We have read the statements made by Datalink Systems Corporation (copy
attached) which we understand were filed with the Commission, pursuant to Item
4 of Form 8-K/A, as part of the Company's Form 8-K/A report as of July 17,
1998.  Further to our letter to the Commission of July 27, 1998, we agree with
the statements concerning our Firm contained in such Form 8-K/A, except as set
forth below:

Paragraph 4 of the Company's response states:  "During the course of the
fiscal year ended March 31, 1997, PwC did not recommend the application of
EITF 88-18 to the treatment of such revenues for purposes of the Company's
financial disclosure in its quarterly SEC filings.  However, prior to filing
the Annual Report on Form 10-KSB for the fiscal year ended March 31, 1997 (the
"1997 10-KSB"), PwC introduced the EITF 88-18 treatment to said revenues." 
The Company filed on September 11, 1996 an amended 8-K/A, which included the
audited financial statements of DSC Datalink Systems Corporation, as of
December 31, 1995 and 1994 and for the years ended December 31, 1995 and 1994
and for the period from June 15, 1993 (date of inception) to December 31,
1995.  Note 9 to the aforementioned financial statements discloses the
applicability of EITF 88-18 to the sale of technology.  In addition, the
applicability of EITF 88-18 was discussed in detail with senior management of
the Company in August 1996.

Paragraph 7 of the Company's response states: "With the intention of
researching the EITF 88-18 treatment, the Company consulted with two
accounting consultants regarding clarification of the foregoing issue;
however, the Company did not, and disclaims any suggestion that it did, seek
the opinion of any accountant other than PwC."  Senior management of the
Company had advised PwC that the Company had sought the advice of several
accounting firms, including an accounting firm that provides tax consulting to
the Company, and an economic consulting firm.

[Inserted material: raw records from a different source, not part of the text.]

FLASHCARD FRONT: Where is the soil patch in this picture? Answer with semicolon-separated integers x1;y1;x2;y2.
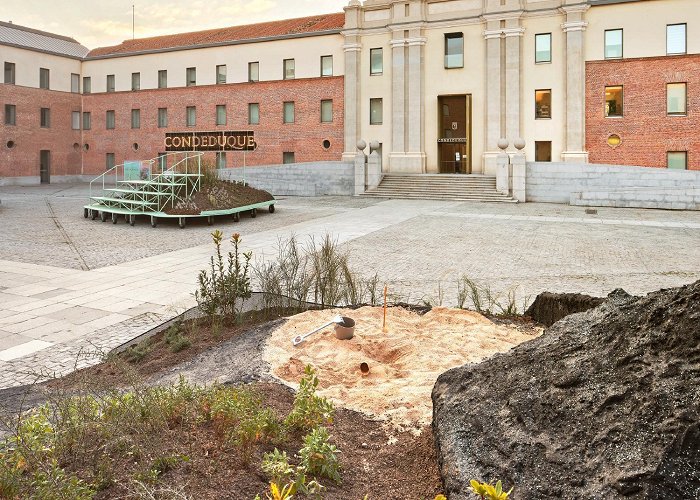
263;307;541;429
165;180;274;215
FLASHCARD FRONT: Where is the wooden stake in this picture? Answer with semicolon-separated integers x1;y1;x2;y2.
382;285;387;333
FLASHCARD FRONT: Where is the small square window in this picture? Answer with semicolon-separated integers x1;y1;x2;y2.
283;59;294;80
185;68;197;87
186;106;197;127
535;33;552;63
445;33;464;69
369;98;384;125
605;85;623;116
248;62;260;82
131;109;141;128
5;62;15;85
5;104;17;125
535;89;552;120
321;56;333;76
216;64;226;85
216;104;226;125
605;29;622;59
666;24;687;55
321;99;333;123
40;108;51;128
282;102;294;123
666;83;688;115
666;151;688;170
105;110;115;130
39;68;50;89
248;102;260;125
369;48;384;75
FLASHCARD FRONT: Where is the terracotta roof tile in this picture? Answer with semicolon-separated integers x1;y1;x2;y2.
87;13;345;58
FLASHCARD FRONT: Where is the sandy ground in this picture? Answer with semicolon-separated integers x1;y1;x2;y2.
263;307;541;430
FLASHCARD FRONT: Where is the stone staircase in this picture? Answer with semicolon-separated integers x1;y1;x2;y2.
364;174;517;203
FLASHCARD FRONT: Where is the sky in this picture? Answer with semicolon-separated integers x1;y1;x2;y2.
0;0;348;49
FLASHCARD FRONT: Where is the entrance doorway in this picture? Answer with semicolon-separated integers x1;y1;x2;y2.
438;94;472;174
39;149;51;184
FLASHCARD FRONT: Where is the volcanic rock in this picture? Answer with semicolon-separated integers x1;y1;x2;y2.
432;281;700;500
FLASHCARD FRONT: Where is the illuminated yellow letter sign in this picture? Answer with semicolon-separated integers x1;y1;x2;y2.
165;130;258;152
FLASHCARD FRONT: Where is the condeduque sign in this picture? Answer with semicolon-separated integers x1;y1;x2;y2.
165;130;258;151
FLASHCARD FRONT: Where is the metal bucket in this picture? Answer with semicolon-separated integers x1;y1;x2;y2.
334;316;355;340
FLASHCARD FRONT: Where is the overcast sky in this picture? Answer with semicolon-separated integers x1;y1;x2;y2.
0;0;348;49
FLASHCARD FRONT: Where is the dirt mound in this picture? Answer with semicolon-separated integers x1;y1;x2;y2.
433;281;700;500
525;292;605;326
263;307;541;429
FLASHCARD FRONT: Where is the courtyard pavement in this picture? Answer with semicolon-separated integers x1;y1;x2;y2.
0;185;700;388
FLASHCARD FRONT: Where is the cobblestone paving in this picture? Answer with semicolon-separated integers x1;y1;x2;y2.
0;185;700;388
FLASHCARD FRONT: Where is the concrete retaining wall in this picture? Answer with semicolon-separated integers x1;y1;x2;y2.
219;161;355;196
526;162;700;210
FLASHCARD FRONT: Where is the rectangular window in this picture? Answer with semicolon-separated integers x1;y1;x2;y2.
248;62;260;82
248;102;260;125
535;89;552;120
185;68;197;87
105;109;114;130
158;108;168;128
321;56;333;76
186;106;197;127
666;24;687;55
369;99;383;125
5;104;17;125
70;73;80;94
282;102;294;123
535;141;552;161
158;69;168;89
216;64;226;85
39;108;51;128
39;68;50;89
321;99;333;123
445;33;464;68
605;85;622;116
605;29;622;59
216;104;226;125
216;151;226;168
131;109;141;128
369;48;384;75
666;151;688;170
283;59;294;80
5;62;15;85
535;33;552;63
666;83;688;115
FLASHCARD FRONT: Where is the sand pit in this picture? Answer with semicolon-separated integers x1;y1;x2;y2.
263;307;541;429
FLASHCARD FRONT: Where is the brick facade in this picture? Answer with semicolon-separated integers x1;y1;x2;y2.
586;55;700;170
0;84;81;177
83;77;344;174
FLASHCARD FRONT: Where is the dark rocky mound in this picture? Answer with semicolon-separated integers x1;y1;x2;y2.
525;292;605;326
433;281;700;500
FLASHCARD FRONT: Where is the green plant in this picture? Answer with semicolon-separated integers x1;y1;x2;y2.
194;230;252;318
284;365;334;432
299;427;340;483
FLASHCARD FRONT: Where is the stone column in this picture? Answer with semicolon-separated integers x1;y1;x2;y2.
561;5;588;163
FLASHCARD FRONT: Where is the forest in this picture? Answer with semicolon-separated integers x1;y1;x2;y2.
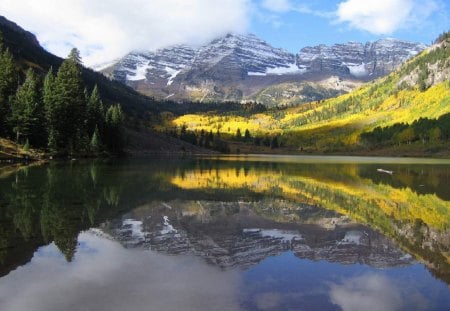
0;40;125;157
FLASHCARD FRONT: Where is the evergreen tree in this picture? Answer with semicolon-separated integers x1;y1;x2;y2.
53;49;88;153
42;68;57;153
90;126;101;155
86;86;104;136
236;128;242;140
11;69;46;147
105;105;125;153
244;129;252;141
0;33;18;136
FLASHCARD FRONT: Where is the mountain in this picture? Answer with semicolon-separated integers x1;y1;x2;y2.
97;34;426;106
172;35;450;156
297;39;427;80
0;16;163;118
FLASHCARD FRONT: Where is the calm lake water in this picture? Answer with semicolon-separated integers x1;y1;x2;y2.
0;156;450;311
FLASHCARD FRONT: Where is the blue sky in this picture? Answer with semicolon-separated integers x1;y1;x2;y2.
0;0;450;66
250;0;450;52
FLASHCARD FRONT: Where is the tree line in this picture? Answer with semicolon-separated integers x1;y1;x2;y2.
360;113;450;147
0;39;124;156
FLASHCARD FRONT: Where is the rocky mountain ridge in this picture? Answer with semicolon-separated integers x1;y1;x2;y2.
97;34;426;101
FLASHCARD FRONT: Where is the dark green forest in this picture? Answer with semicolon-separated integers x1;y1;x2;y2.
0;36;124;156
361;113;450;148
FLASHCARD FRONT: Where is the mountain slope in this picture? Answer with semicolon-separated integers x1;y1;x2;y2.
0;16;162;117
170;34;450;152
99;34;426;106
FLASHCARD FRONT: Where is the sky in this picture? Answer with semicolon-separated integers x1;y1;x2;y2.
0;0;450;66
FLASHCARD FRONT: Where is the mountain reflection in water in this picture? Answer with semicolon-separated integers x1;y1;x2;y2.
0;157;450;310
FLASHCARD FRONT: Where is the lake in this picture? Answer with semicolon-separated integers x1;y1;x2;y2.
0;156;450;311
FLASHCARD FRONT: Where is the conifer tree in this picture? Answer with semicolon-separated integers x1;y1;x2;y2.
87;85;104;136
0;33;18;136
105;105;124;153
11;69;46;147
53;49;88;153
42;68;60;153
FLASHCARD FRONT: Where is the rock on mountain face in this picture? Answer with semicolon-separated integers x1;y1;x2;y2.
297;39;426;80
102;34;426;101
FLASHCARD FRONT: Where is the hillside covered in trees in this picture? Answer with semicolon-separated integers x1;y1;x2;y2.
0;42;124;156
165;33;450;155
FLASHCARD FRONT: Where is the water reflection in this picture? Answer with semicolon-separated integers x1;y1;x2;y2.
0;232;240;311
0;158;450;310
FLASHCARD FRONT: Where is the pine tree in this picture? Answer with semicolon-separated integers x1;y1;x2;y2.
0;33;18;136
53;49;88;153
236;128;242;140
90;126;101;155
11;69;46;147
42;68;57;153
244;129;252;141
86;86;104;136
104;105;124;153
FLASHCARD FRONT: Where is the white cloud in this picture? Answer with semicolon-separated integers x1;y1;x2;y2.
336;0;438;35
0;0;250;65
329;273;432;311
0;233;241;311
330;274;404;311
261;0;292;13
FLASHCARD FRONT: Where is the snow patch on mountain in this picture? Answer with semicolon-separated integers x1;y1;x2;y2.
166;67;181;85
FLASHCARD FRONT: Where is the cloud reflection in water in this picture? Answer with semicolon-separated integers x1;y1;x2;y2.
0;232;240;311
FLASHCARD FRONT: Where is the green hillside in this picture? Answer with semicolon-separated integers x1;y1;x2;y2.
170;34;450;152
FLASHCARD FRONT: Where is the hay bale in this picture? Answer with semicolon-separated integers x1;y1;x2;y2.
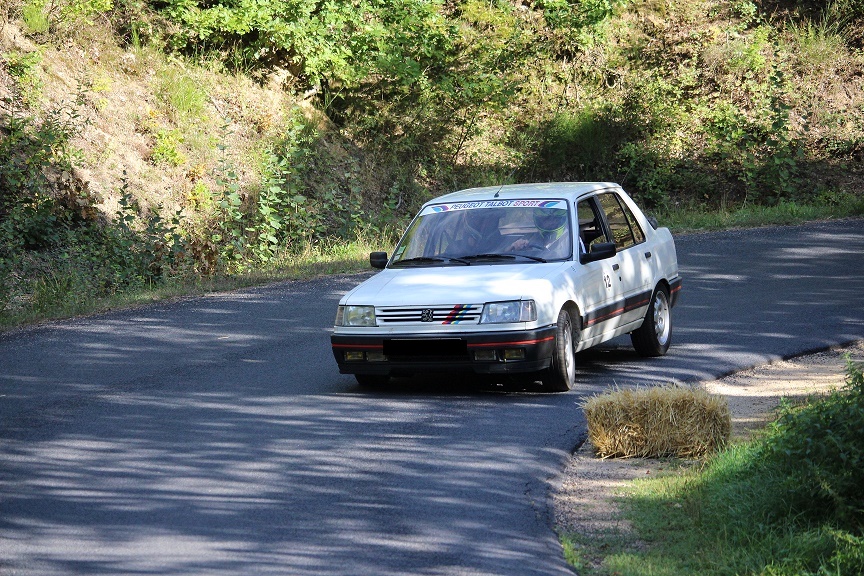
582;386;732;458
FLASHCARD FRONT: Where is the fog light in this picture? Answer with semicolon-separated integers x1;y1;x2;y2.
504;348;525;360
474;350;498;361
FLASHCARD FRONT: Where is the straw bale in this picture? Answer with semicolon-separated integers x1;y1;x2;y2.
583;386;732;458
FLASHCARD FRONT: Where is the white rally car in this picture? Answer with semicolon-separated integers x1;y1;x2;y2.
331;182;681;391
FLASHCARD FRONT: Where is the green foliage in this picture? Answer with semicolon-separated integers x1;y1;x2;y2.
604;362;864;576
21;0;50;34
150;128;187;167
764;361;864;534
3;50;44;108
156;66;207;120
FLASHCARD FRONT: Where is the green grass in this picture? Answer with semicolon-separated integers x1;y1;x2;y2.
562;363;864;576
0;236;384;331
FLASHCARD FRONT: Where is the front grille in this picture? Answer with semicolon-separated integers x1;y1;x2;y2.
375;304;483;326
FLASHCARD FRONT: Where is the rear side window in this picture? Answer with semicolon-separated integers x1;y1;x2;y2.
598;193;645;251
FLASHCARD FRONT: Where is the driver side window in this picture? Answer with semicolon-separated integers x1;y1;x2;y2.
598;192;645;252
576;198;609;252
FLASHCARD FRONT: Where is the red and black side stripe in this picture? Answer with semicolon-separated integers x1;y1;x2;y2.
582;290;653;328
669;276;681;306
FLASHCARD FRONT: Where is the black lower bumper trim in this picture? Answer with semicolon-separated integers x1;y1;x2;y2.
330;326;555;376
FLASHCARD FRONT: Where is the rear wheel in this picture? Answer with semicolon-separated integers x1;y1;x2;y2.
354;374;390;388
630;285;672;356
543;309;576;392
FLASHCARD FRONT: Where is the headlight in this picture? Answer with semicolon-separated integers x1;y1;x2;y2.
336;306;376;326
480;300;537;324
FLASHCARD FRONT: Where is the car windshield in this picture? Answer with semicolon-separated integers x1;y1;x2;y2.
390;199;572;267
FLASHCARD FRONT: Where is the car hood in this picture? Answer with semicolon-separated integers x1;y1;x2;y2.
342;262;570;306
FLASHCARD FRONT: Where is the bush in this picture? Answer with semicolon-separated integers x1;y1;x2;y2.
763;361;864;534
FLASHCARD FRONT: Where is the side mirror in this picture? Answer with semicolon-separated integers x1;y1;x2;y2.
369;252;388;269
579;242;618;264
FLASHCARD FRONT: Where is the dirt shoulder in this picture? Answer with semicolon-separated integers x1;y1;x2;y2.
553;341;864;537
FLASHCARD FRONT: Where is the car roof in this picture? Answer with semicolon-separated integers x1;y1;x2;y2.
426;182;620;204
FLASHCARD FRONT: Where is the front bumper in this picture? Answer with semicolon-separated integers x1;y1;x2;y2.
330;326;556;376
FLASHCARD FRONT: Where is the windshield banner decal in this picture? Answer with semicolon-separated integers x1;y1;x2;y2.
422;200;567;216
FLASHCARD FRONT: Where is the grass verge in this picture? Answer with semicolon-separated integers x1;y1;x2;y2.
562;362;864;576
657;194;864;233
0;237;384;331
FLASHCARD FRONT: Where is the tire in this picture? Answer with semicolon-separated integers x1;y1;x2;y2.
354;374;390;388
542;309;576;392
630;285;672;357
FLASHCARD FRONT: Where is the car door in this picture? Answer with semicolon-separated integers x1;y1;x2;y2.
573;196;623;342
597;191;654;326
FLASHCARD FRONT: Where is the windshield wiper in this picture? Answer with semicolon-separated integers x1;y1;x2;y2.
393;256;470;266
461;253;547;262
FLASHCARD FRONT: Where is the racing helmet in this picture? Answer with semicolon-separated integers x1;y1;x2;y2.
533;207;567;237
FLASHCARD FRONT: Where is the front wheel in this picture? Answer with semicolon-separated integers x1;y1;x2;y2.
630;285;672;356
543;309;576;392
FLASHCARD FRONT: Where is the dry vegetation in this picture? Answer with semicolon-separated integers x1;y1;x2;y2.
583;386;732;458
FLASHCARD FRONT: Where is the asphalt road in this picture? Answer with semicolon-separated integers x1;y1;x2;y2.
0;220;864;576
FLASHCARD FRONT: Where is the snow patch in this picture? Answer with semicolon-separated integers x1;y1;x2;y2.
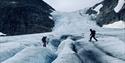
94;4;103;14
114;0;125;13
103;21;125;28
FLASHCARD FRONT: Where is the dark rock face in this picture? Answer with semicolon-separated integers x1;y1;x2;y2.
0;0;54;35
87;0;125;26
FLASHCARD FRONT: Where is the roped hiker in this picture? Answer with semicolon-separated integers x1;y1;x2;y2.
42;36;48;47
89;29;98;42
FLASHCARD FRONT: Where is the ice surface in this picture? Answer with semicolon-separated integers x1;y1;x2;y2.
114;0;125;13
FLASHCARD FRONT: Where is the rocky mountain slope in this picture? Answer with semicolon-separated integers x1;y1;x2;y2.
86;0;125;26
0;0;54;35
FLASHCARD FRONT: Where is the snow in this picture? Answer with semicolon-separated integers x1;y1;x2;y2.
94;4;103;14
0;1;125;63
114;0;125;13
52;38;82;63
44;0;103;12
103;21;125;28
95;37;125;60
0;43;24;62
0;32;6;36
2;46;56;63
52;12;100;35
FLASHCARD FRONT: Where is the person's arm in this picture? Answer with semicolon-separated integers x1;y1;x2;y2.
46;38;49;44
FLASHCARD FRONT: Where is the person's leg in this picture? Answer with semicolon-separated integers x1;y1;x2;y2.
93;36;98;41
43;42;46;47
89;36;92;42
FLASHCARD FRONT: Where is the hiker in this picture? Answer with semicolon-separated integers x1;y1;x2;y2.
89;29;98;42
42;36;48;47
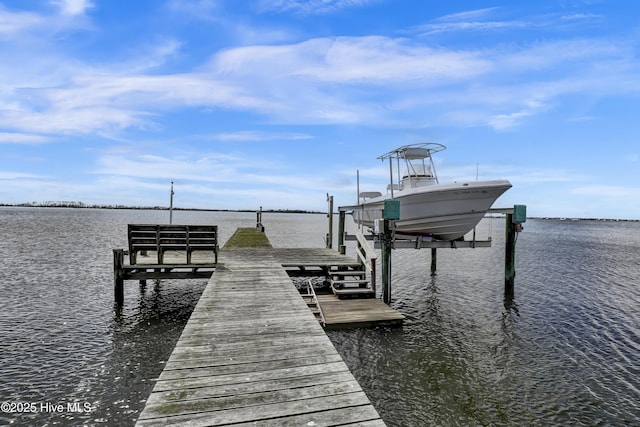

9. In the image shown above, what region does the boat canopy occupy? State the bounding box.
[378,142,446,194]
[378,142,447,160]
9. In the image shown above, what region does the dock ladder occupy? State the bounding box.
[300,279,325,326]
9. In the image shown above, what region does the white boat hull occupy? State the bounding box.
[353,180,511,240]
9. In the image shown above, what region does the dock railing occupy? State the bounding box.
[354,227,378,293]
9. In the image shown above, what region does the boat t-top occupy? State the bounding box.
[347,142,511,240]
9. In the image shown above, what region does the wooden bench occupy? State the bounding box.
[128,224,218,265]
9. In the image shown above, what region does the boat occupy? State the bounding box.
[343,142,511,241]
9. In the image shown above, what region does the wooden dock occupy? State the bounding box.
[136,231,396,427]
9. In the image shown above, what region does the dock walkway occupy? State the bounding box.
[136,239,385,427]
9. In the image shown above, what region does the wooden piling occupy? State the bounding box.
[113,249,124,305]
[382,219,391,305]
[326,194,333,249]
[431,248,437,276]
[338,210,347,255]
[504,213,516,296]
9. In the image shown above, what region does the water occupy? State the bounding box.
[0,208,640,426]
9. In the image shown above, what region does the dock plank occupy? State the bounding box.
[136,248,384,427]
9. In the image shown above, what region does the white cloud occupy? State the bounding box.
[209,131,313,141]
[0,132,51,145]
[0,4,44,39]
[51,0,94,16]
[259,0,379,15]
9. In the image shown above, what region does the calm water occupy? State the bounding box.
[0,208,640,426]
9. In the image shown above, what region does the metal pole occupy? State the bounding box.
[338,210,347,255]
[326,194,333,249]
[169,181,175,224]
[389,157,393,199]
[382,219,391,305]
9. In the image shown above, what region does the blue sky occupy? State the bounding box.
[0,0,640,219]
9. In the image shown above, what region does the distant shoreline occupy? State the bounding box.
[0,202,640,222]
[0,202,326,214]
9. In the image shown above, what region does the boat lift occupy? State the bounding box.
[326,195,527,304]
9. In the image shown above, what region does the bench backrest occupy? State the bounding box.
[128,224,218,265]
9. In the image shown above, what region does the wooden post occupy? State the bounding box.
[504,213,516,296]
[113,249,124,305]
[326,194,333,249]
[256,206,264,233]
[382,219,391,305]
[338,211,347,255]
[431,248,437,276]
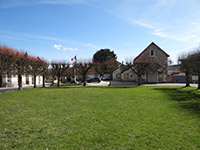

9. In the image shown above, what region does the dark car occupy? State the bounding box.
[101,76,110,81]
[86,77,101,83]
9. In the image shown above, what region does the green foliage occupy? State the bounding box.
[0,86,200,150]
[93,49,117,62]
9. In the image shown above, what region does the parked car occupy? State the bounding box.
[101,76,110,81]
[86,77,101,83]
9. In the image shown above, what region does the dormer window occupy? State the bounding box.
[150,49,155,57]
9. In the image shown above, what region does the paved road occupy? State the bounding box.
[87,81,197,87]
[145,83,198,87]
[0,81,197,92]
[0,83,50,92]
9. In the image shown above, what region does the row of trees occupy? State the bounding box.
[0,46,48,90]
[178,48,200,89]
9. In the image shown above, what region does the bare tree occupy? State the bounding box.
[14,51,29,90]
[74,61,92,86]
[51,62,69,87]
[40,59,49,87]
[178,53,193,87]
[26,56,42,88]
[0,46,15,87]
[104,60,118,86]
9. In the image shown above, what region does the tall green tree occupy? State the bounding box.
[93,49,117,78]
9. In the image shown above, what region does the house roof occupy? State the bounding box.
[134,42,169,61]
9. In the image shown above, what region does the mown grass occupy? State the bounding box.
[0,87,200,150]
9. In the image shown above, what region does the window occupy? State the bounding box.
[124,73,129,79]
[150,49,155,57]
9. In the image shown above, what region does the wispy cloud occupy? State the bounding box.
[102,0,200,44]
[53,44,62,50]
[0,0,88,8]
[0,31,102,51]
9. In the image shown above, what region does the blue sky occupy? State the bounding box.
[0,0,200,63]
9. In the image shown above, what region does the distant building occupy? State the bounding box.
[113,42,169,83]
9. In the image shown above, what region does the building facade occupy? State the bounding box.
[113,42,169,83]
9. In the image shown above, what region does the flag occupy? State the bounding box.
[71,56,77,64]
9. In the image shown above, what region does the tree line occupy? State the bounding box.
[0,46,118,90]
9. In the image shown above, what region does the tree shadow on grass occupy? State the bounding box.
[48,86,137,90]
[155,88,200,116]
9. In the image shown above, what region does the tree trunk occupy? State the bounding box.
[57,76,60,87]
[42,75,45,87]
[33,75,37,88]
[197,73,200,89]
[0,75,3,87]
[18,74,22,90]
[138,75,141,86]
[185,72,190,87]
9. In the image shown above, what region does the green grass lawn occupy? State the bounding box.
[0,87,200,150]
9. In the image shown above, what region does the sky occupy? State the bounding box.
[0,0,200,64]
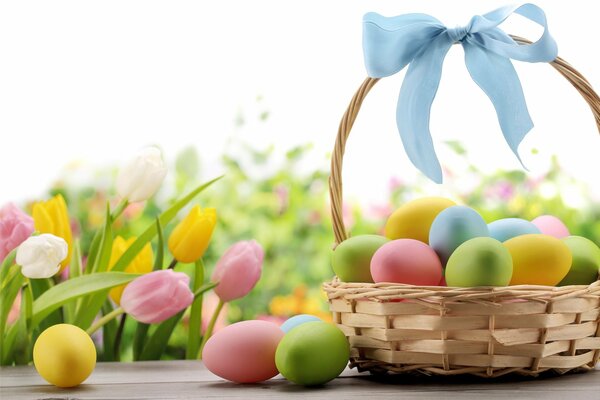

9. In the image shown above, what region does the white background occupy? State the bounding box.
[0,0,600,204]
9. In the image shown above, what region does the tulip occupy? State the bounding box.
[121,269,194,324]
[0,203,33,262]
[117,146,167,203]
[168,205,217,263]
[17,233,68,279]
[211,240,264,302]
[108,236,154,304]
[32,194,73,270]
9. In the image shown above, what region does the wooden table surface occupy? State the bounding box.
[0,361,600,400]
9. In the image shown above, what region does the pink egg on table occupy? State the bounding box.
[531,215,571,239]
[202,320,284,383]
[371,239,442,286]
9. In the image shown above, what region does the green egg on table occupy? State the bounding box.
[445,237,513,287]
[558,236,600,286]
[275,321,350,386]
[331,235,390,283]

Paragraph 11 of the Company's response states: "COMPANY RESOLUTION:  The
Company was late in filing the 1997 10-KSB.  This was in large part due to
requirements made by PwC during July 1997 to make last minute adjustments to
the 10-KSB as required by the unexpected application of EITF 88-18.  PwC
delivered its original, manually executed report on the Company's financial
statements for the year ended March 31, 1997 under a cover letter dated August
12, 1997.  This is the same date of PwC's consent to refer to and include its
report in the 1997 10-KSB.  The 1997 10-KSB was subsequently filed on August
12, 1997.  The last minute adjustments required for the 1997 10-KSB also
applied to the report for the quarter ended June 30, 1997 and caused this
report to be filed one date late.  The Company has since filed all reports
required to be filed by it pursuant to the Exchange Act on a timely basis." 
The delay in the Company's filing of the 1997 10-KSB was the result of the
Company's inability to reconcile certain common stock and stock option
activity on a timely basis and the Company's continued resistance with respect
to the previously reported disagreements.

Paragraph 13 of the Company's response states: "COMPANY RESOLUTION: All
adjustments related to the sale of technology were made as a result of the
implementation of EITF 88-18.  Adjustments to accounts payable, accrued
liabilities, and common stock transactions were required due to Company
practices occurring prior to the Company becoming publicly held.  After the
Company became public, all required adjustments were completed.  PwC has since
audited and issued its report on the Company's financial statements for the
fiscal year ended March 31, 1998."  The Company practices in question also
dealt with transactions subsequent to the Company becoming publicly held.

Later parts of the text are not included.